How to Join Datasets in Power BI

Cody Schneider9 min read

Bringing all your data into one place is the first step toward building a powerful report. In Power BI, your data often lives in separate tables - sales in one, customer details in another, and product info in a third. This article will show you how to join those datasets using Power BI’s two primary methods: appending and merging queries.

Why Join Datasets in Power BI?

Rarely does a single table contain all the information you need. You might have transaction data from Shopify, customer information from Salesforce, and ad campaign performance from Google Ads. To get a complete picture of your business, you need to connect these dots. Joining datasets allows you to create a unified view, which is the foundation for creating insightful and comprehensive reports.

For example, you could:

  • Combine a list of sales transactions with a customer details table to analyze purchasing habits by city or demographic.
  • Connect product inventory data with sales data to identify which out-of-stock items have the highest demand.
  • Link website traffic data from Google Analytics to your CRM data to see which marketing channels are bringing in the most valuable leads.

By connecting separate tables, you transform isolated data points into a connected story, enabling you to uncover relationships you simply couldn’t see before.

Understanding the Core Concepts: Merge vs.

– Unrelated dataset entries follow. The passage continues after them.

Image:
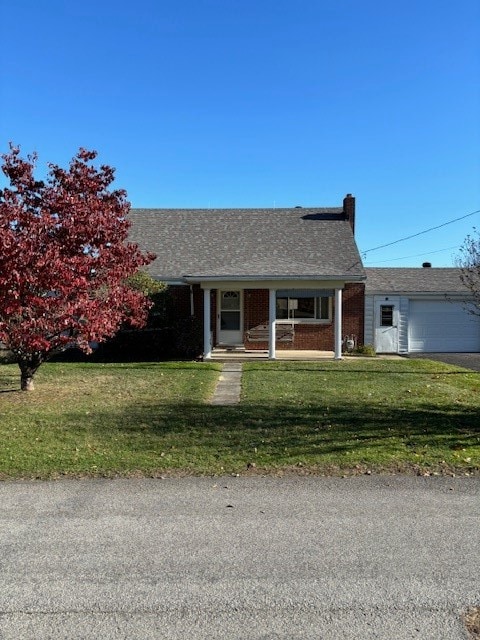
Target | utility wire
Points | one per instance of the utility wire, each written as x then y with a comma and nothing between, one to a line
414,235
417,255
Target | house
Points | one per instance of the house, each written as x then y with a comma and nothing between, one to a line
260,278
425,309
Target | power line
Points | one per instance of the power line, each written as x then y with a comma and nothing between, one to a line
415,235
417,255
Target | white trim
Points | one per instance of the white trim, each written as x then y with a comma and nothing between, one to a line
285,278
207,340
219,311
338,324
272,312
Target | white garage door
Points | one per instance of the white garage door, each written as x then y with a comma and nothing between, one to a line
439,325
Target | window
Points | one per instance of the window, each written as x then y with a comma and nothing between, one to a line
386,315
304,308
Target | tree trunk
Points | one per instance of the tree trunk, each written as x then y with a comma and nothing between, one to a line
28,367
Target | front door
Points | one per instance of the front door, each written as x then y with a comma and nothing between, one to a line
386,324
230,324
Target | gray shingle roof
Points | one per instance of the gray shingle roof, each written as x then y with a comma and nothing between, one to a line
413,280
247,242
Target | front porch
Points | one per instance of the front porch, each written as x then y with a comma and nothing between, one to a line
272,320
242,355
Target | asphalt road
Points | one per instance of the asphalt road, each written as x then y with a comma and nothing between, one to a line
250,558
466,360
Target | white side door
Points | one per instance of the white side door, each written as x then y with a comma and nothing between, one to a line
230,317
387,315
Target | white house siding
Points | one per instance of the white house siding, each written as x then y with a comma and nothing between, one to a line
443,326
428,325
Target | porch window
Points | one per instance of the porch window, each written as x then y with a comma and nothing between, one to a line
303,308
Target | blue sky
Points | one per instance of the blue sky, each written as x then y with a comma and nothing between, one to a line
222,103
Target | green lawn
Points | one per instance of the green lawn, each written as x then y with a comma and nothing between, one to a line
344,417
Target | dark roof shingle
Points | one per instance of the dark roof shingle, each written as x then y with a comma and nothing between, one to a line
247,242
413,280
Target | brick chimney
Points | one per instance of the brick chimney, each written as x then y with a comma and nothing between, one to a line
349,210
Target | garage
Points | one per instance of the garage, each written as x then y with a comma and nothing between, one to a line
442,326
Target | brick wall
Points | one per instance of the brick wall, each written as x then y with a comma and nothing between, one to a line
307,336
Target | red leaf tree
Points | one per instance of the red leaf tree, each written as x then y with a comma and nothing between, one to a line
64,260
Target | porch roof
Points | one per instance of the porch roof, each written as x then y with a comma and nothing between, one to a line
248,244
424,280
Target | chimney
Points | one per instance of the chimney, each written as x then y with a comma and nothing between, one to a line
349,210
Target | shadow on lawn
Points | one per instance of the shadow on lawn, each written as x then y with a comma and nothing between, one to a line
301,430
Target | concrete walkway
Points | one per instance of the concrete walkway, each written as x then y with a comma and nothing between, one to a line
228,387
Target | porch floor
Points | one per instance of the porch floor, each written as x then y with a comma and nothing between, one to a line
224,355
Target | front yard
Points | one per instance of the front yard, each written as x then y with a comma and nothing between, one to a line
352,416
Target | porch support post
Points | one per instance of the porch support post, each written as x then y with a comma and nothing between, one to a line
272,312
207,343
338,324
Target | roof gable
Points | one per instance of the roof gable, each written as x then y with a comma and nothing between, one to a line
247,242
414,280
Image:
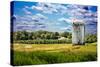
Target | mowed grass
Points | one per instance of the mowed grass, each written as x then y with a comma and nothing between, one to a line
26,54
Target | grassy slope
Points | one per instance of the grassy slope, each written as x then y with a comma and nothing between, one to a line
53,53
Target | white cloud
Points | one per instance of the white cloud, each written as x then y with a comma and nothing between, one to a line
65,20
69,28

Append

Before you start clicking buttons, it's important to understand the two main ways Power BI combines data. Choosing the wrong one is a common source of error for beginners.

Merge Queries: Adding Columns

Think of merging as expanding a table horizontally. When you merge, you're taking two separate tables that share a common column (like a CustomerID or ProductSKU) and adding columns from one table to the other. It's essentially the Power BI equivalent of a VLOOKUP in Excel or a JOIN in SQL.

For example, if you have a Sales table with a ProductID and a Products table that lists product names, categories, and prices, you can merge them. This allows you to add the product name and category to your Sales table so you can analyze sales figures by category.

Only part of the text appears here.